Paleolithic man would have most certainly eaten meat to survive - about that there is no doubt in my mind.
But would he also have eaten sprouted legumes if he found them?
They can be eaten raw and so easily fit the mold of the Hunter-Gatherer model of eating. They are also extremely nutritious and low in any anti-nutritive factors and irritants.
Would he also have eaten nuts and seeds when available?....
Yep! and fruit...and veggies...and berries!

So my diet - which is based on eating veggies, fruit, berries, nuts and seeds; and with a major protein constituent coming from sprouted lentils, mung-beans, chickpeas etc (almost all eaten raw) could almost be considered Paleo minus the meat!
And seeing as I am lean, strong, muscular and healthy it seems to be working!

Maybe I am Vegan Paleo? - But then again I'd hate to have to put a label on what is simply effective, healthy, natural eating. :)

~ Cliff


  1. Nice article Cliff. I was mostly vegetarian for a couple of years, but I'll be honest and say that it was mostly because of expense!

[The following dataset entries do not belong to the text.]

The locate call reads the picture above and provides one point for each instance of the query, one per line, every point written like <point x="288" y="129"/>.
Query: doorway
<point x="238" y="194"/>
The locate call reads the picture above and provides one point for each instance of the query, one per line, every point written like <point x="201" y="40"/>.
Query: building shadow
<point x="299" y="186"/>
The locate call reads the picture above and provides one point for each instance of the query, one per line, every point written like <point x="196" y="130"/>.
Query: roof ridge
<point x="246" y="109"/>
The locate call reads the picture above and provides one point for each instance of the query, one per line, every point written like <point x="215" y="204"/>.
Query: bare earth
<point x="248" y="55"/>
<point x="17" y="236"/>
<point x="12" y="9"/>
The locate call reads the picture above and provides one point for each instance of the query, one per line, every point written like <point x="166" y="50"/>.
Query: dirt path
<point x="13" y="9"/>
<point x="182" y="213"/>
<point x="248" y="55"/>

    I salute your reasons for not eating meat, these are actually reasons that can be well documented and justified, although I would argue that the petro-chemical inputs into farming grain, fruit and veggies are as high as livestock.

    The things I am personally working on to address the issues you mentioned above are:

    1. More effort to find meat that is farmed responsibly
    2. Not sure about this one, but I have actually cut my weekly intake of eggs from around 40 to less than a dozen.
    3. I have regularly caught, hunted, killed and butchered my own meat.
    4. As a freediver, I really should take up spearfishing so I can pre-select my catch. Now to figure out a way to avoid using a petrol powered boat.....guess I'm swimming.....
    5 and 7, I hope someone smarter than me figures out a way around these major problems.
    6. Not as much a problem in NZ thankfully, but I worry all the time, that big business and greed will lead this country down that path. Until then I will keep on educating people to look for quality, grass fed, humanely treated animals whereever possible.

    Cheers Cliff!

  2. I agree with your points mate. You're right in that we are to some degree protected in NZ due to our grass-fed beef. However it worries me that there are major moves afoot to introduce factory farming. What a calamity! It would not only be disastrous for our public health but also removes a very cool economic advantage that we have (in our 'clean green' grass fed beef.)
    I personally think we have a prime opportunity to become an organic, clean, ethical powerhouse!
    My point about the petro-chemical inputs to meat, dairy and egg farming was based on my experience in North America where the stock feed is corn and grain, therefore we have a net increase in petrochemical input to support a decreasing caloric and protein output on balance.

    Thanks for your comments Darren. You are doing a stellar job fighting the good fight :)


  3. I worked in the agricultural industry during the late 90's and back then the dairy farmers were already starting to rely heavily on supplementary grain based feeds over grass. My worry about how far gone it is now has me only consuming minimal dairy products - mostly butter, ghee and yogurt once in a while.

    I hear ya on the clean green NZ Cliff. Amazing marketing potential. Freedom Farms charge about 200% extra for their bacon just because they have Freedom in the name. Just imagine the market for genuine NZ grassfed beef if we're the only one left doing it. Not to mention sustainablly grown fruit and veg.